L’étude sera terminée à la fin de l’année et les résultats chiffrés seront alors accessibles sur le site du CHU de Grenoble.
Perspectives
Demain, l’enjeu sera de développer ces systèmes au niveau des bassins de santé afin que le plus grand nombre de patients en bénéficie, insuffisants rénaux certes ; mais aussi, porteurs d’autres pathologies ; voire de multipathologies. En effet, la gestion commune de bases de données de patients et l’aide de systèmes experts devraient permettre de suivre plus rapidement et plus exhaustivement, de manière protocolisée, des cohortes plus importantes de patients. L’équipe pourra ainsi réserver du temps aux patients repérés comme « évolueurs » ou « à risque » et promouvoir l’éducation en santé. S’engager dans cette voie nécessite une redéfinition des tâches au sein de l’équipe. Il faut aussi envisager des délégations de compétences et former les soignants à ce mode innovant de prise en charge.
D’où la nécessité de trouver des crédits de recherche plus importants et plus pérennes, condition sine qua non d’un réel changement d’échelle. De telles évolutions ne peuvent se faire sans le soutien de l’Agence Régionale en santé et sans l’implication des opérateurs intéressés par une vraie logique de capitalisation et d’industrialisation.
Le Pr Zaoui envisage aussi de s’appuyer sur le rôle de précurseur que joue le CHU de Grenoble en matière d’e-santé et des liens créés avec Calydial pour créer une start up qui valorisera et modélisera le savoir faire acquis en matière de télésuivi des malades chroniques.
L’insuffisance rénale en France
2 millions d’Insuffisants rénaux sont déclarés en France. Le coût annuel avant la dialyse est en moyenne de 8 000 euros. Leur prise en charge poursuit un triple objectif : stabiliser sans dialyse le plus grand nombre, au stade de la dialyse réussir à les maintenir à domicile et quand une greffe s’avère nécessaire, accélérer sa réalisation.

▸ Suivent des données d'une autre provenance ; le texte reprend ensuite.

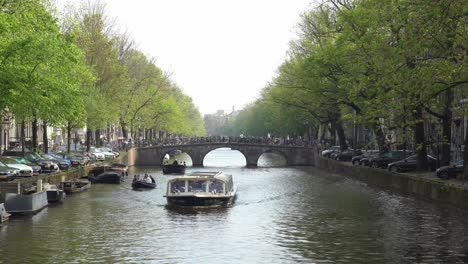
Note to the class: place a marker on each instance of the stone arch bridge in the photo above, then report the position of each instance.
(154, 155)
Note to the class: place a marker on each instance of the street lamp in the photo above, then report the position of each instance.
(6, 127)
(307, 124)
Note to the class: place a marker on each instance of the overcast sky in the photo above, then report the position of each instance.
(220, 52)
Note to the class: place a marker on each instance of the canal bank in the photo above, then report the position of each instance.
(427, 185)
(21, 186)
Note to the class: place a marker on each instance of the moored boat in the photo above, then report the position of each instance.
(30, 203)
(4, 216)
(143, 184)
(54, 194)
(76, 186)
(112, 177)
(201, 189)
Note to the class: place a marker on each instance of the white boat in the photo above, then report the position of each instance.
(4, 216)
(204, 189)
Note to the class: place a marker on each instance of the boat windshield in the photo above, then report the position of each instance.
(178, 186)
(196, 185)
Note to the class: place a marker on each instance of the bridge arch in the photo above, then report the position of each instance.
(274, 152)
(170, 152)
(220, 148)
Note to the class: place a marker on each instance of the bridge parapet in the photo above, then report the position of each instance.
(154, 155)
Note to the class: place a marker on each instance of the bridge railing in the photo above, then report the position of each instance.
(298, 142)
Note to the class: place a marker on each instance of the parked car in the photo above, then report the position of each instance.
(24, 170)
(447, 172)
(77, 159)
(7, 173)
(346, 155)
(365, 160)
(411, 164)
(20, 160)
(109, 150)
(107, 155)
(327, 152)
(382, 160)
(356, 160)
(64, 163)
(46, 165)
(96, 155)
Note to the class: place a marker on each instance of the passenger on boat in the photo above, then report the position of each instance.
(216, 187)
(147, 178)
(136, 178)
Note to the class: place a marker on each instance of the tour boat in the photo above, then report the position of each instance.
(173, 168)
(142, 184)
(204, 189)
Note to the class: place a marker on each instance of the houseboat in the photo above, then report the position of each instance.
(201, 189)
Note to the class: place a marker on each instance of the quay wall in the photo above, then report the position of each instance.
(429, 188)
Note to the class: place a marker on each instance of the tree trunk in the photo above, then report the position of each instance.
(341, 135)
(88, 139)
(380, 137)
(44, 137)
(447, 128)
(419, 140)
(465, 156)
(23, 141)
(124, 127)
(34, 134)
(97, 134)
(68, 137)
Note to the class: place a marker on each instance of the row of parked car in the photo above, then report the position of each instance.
(393, 161)
(16, 164)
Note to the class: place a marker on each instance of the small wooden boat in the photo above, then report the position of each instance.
(142, 184)
(4, 216)
(114, 167)
(112, 177)
(54, 194)
(174, 168)
(25, 203)
(76, 186)
(201, 189)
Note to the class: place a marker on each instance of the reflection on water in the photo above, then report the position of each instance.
(282, 215)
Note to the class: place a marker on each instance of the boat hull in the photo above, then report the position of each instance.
(25, 203)
(74, 187)
(195, 201)
(4, 216)
(107, 177)
(143, 185)
(55, 196)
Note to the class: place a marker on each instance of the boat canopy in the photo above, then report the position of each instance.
(201, 182)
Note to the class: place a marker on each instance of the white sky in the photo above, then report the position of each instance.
(220, 52)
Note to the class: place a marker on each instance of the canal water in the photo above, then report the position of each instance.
(282, 215)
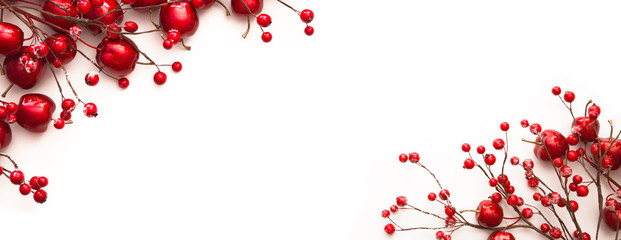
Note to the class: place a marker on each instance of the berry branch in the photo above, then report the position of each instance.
(549, 147)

75 000 personnes sont en dialyse ou porteurs d’une greffe rénale. A ce stade, leur prise en charge coûte à l’année : 81 449 euros pour une personne dialysée et d’environ 20.000 euros pour la réalisation d’une transplantation rénale. Pour éviter ou différer ces traitements extrêmes, il est urgent de développer la prévention auprès des plus de 50 ans. 10% d’entre eux – soit 3,5 millions de personnes – sont des malades rénaux chroniques qui s’ignorent car cette pathologie évolue silencieusement ; d’où l’intérêt d’un repérage efficace de ces patients et d’un suivi régulier de leur état de santé.
En savoir plus sur les partenaires de l’étude
Le CHU de Grenoble
Etablissement de référence implanté au cœur des Alpes, le CHU de Grenoble enregistre près de 130 000 séjours et 580 000 consultations annuelles. Plus de 7 000 professionnels médicaux et non médicaux contribuent directement ou indirectement à sa triple vocation de soins, d’enseignement et de recherche. Précurseur dans le domaine de l’e-santé, Grenoble est le premier CHU à proposer aux patients une prise de rendez-vous en ligne. D’autres e-services sont en gestation comme la mise à disposition des résultats de biologie ou encore le paiement sécurisé en ligne.

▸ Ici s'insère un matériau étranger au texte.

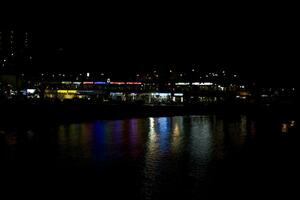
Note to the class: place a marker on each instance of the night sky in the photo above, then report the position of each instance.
(120, 41)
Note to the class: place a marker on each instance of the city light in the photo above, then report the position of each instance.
(88, 83)
(133, 83)
(117, 83)
(182, 83)
(100, 83)
(66, 82)
(67, 91)
(178, 94)
(31, 91)
(202, 83)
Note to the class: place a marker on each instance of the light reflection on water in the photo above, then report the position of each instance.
(168, 152)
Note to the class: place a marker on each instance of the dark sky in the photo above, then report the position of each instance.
(87, 38)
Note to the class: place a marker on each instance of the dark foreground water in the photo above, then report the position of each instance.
(180, 157)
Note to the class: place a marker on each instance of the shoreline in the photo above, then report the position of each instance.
(74, 112)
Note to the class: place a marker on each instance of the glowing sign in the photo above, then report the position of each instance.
(30, 91)
(117, 83)
(202, 83)
(181, 83)
(67, 91)
(161, 94)
(88, 83)
(178, 94)
(100, 83)
(133, 83)
(116, 93)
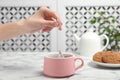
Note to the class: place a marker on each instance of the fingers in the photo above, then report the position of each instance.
(54, 15)
(50, 23)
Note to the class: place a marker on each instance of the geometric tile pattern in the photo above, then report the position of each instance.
(77, 21)
(27, 42)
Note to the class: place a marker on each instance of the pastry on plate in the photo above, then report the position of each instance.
(107, 57)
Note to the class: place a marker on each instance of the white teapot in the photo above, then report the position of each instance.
(90, 43)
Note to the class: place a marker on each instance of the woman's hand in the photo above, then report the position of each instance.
(44, 19)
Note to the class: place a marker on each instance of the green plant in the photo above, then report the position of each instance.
(106, 25)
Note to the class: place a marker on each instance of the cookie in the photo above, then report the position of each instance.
(107, 57)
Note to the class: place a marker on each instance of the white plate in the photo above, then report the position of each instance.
(106, 64)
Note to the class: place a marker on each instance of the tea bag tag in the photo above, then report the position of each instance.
(60, 54)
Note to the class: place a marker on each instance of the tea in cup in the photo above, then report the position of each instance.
(56, 66)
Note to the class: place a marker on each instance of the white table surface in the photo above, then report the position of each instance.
(29, 66)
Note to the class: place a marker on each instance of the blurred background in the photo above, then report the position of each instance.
(75, 15)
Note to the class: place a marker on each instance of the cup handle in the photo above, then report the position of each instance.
(107, 41)
(80, 64)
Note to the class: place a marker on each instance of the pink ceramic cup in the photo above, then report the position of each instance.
(55, 66)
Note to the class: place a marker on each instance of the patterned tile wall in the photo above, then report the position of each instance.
(28, 42)
(77, 21)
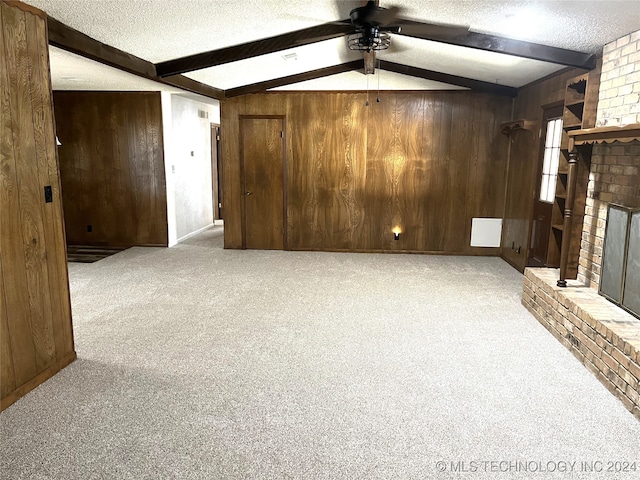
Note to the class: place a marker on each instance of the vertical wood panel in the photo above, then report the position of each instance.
(14, 272)
(230, 110)
(379, 188)
(29, 190)
(35, 315)
(417, 161)
(410, 172)
(57, 312)
(262, 164)
(8, 382)
(112, 167)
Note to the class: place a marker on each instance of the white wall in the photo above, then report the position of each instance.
(187, 144)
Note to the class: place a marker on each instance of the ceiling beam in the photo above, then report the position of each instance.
(71, 40)
(300, 77)
(492, 43)
(213, 58)
(477, 85)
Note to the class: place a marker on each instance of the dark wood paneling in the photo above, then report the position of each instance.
(112, 167)
(262, 165)
(523, 164)
(35, 314)
(424, 162)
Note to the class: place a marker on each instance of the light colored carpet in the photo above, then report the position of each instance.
(196, 362)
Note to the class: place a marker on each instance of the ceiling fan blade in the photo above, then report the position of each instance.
(384, 16)
(427, 31)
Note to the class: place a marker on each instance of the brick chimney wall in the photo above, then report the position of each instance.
(615, 168)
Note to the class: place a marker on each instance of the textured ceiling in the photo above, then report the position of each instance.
(159, 30)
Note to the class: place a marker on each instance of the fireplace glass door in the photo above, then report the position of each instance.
(620, 277)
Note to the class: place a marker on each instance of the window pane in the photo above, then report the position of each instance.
(551, 126)
(546, 166)
(558, 133)
(544, 188)
(555, 157)
(552, 187)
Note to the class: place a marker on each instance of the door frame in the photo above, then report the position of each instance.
(216, 177)
(285, 228)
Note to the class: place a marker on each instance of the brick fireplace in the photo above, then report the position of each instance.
(604, 337)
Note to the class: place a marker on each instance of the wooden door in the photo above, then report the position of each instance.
(263, 164)
(543, 203)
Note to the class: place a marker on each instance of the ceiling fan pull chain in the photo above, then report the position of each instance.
(367, 102)
(378, 73)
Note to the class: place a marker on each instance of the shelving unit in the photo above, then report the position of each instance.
(580, 104)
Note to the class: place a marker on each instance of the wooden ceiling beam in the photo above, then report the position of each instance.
(300, 77)
(493, 43)
(477, 85)
(71, 40)
(213, 58)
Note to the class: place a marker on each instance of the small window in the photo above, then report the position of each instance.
(551, 159)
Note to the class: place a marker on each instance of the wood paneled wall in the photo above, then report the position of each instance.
(36, 338)
(425, 162)
(112, 167)
(523, 164)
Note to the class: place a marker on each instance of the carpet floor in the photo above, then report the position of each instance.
(90, 254)
(202, 363)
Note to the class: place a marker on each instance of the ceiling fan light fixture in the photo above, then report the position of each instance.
(369, 41)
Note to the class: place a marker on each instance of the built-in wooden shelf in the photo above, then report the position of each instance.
(508, 127)
(587, 136)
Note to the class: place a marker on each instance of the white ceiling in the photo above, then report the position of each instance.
(159, 30)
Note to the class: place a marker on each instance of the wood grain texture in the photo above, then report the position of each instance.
(8, 382)
(35, 314)
(523, 163)
(14, 270)
(30, 194)
(262, 164)
(423, 162)
(112, 167)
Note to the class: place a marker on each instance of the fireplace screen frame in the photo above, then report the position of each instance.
(609, 277)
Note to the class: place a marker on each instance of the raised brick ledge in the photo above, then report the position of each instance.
(605, 338)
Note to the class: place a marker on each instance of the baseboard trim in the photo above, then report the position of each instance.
(42, 377)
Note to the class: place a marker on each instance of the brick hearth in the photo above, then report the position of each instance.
(605, 338)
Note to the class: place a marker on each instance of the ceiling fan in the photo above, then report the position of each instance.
(373, 24)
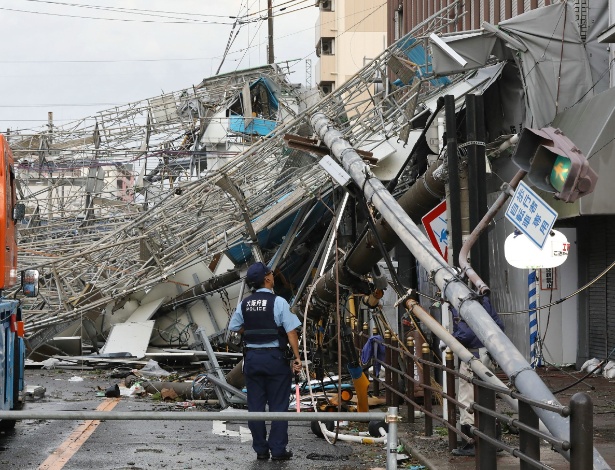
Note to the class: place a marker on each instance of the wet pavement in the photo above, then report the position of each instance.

Les deux centres associatifs de dialyse Calydial (Lyon), Agduc (Grenoble)
Association loi 1901, l’AGDUC est présidée par le Pr Zaoui. Créée en 1974 dès le début de l’essor de la dialyse chronique sous l’égide du CHU de Grenoble, elle s’est donné pour objectif la prise en charge et la mise en place coordonnée des différentes techniques de suppléance de l’insuffisance rénale afin d’apporter conjointement une réponse médicale, d’aide et de soutien à tous les individus atteints par les différentes dimensions de cette pathologie. Grâce à son expérience de 36 années dans le domaine des maladies rénales chroniques, l’AGDUC a implanté un chemin clinique partagé et accrédité avec différents opérateurs pour 18 sites médicaux de Rhône Alpes et de PACA .

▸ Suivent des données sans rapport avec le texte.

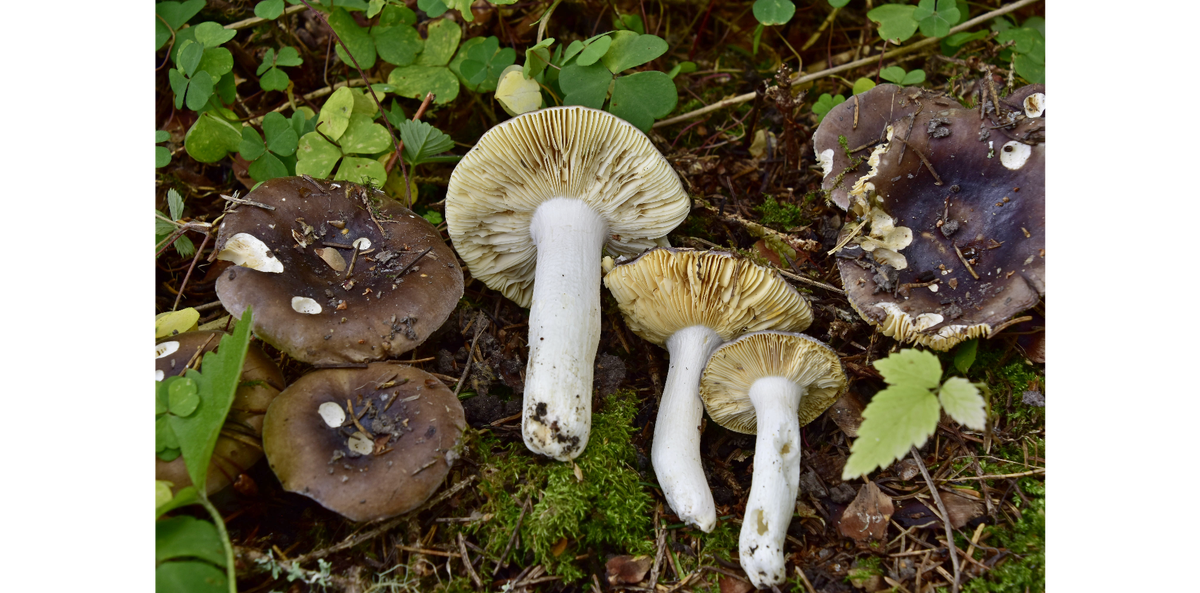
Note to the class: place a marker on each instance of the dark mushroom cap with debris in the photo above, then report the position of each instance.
(261, 382)
(337, 273)
(953, 229)
(367, 443)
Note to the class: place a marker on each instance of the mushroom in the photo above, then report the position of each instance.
(367, 443)
(238, 447)
(771, 383)
(953, 211)
(690, 303)
(529, 209)
(336, 273)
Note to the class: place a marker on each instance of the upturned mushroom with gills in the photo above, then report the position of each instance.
(529, 209)
(690, 303)
(771, 383)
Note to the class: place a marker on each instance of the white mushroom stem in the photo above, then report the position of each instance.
(777, 477)
(676, 451)
(564, 327)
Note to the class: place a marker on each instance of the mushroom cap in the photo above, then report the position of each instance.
(415, 438)
(993, 205)
(735, 366)
(261, 382)
(563, 151)
(310, 310)
(666, 289)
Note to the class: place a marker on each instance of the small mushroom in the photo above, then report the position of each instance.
(399, 437)
(235, 449)
(375, 292)
(952, 231)
(771, 383)
(529, 209)
(690, 303)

A vocation régionale, l’AGDUC est actuellement implantée sur les départements de la Drôme , de l’Isère , de Ardèche, de la Savoie et des Hautes-Alpes.
CALYDIAL est une association – Loi 1901 – à but non lucratif, créée en 1984 pour gérer les établissements de santé spécialisés dans le traitement de patients atteints d’insuffisance rénale chronique, CALYDIAL est implantée sur la région Lyon Centre et Sud, avec 6 sites (Pierre-Bénite, Irigny, Lyon 3, Vénissieux, Vienne et Sainte-Colombe) proposant toutes les modalités de dialyse, privilégiant la dialyse à domicile (hémodialyse et dialyse péritonéale) et hors centre. CALYDIAL possède également deux centres de santé rénale polyvalents.
Le patient, avant, pendant et après sa dialyse se voit proposer par des professionnels formés un programme d’éducation thérapeutique autorisé par l’ARS en décembre 2010.
CALYDIAL met également en œuvre des organisations innovantes en développant des outils de télémédecine en dialyse péritonéale (télétransmission GSM par « stylo intelligent » et en hémodialyse (unité de dialyse médicalisée télésurveillée du CH Lyon Sud – Pierre-Bénite).
Orange et l’e-santé
Fournisseur mondial de services, Orange possède une expérience de plus de 10 ans dans le domaine de la santé. Seul opérateur de télécommunication hébergeur de données de santé à caractère personnel, le groupe crée fin 2007 Orange Healthcare, sa nouvelle division Santé. S’appuyant sur les synergies déployées entre sa position d’opérateur intégré et ses savoir-faire technologiques Orange developpe une offre de services pour les professionnels de santé et pour le grand public un accompagnement à la gestion de sa santé et des solutions pour la prévention et le bien être. Orange s’investit aussi dans le télésuivi de l’insuffisance rénale, respiratoire, des troubles du rythme cardiaque et du diabète. Orange Healthcare contribue ainsi à construire un système de santé connecté
Lien d’intérêts
L’étude est financée sous forme d’une convention tripartite entre CALYDIAL, centre associatif Lyonnais de dialyse, le CHU de Grenoble et Orange, chacun contribuant à la bonne conduite de l’expérimentation dans son domaine d’expertise : les médecins établissent le protocole, les contenus d’éducation thérapeutique et l’étude medico-économique , Orange développe la solution technique, gère son exploitation et sa maintenance. Le Pr Philippe Zaoui ne déclare aucun conflit d’intérêts avec Orange.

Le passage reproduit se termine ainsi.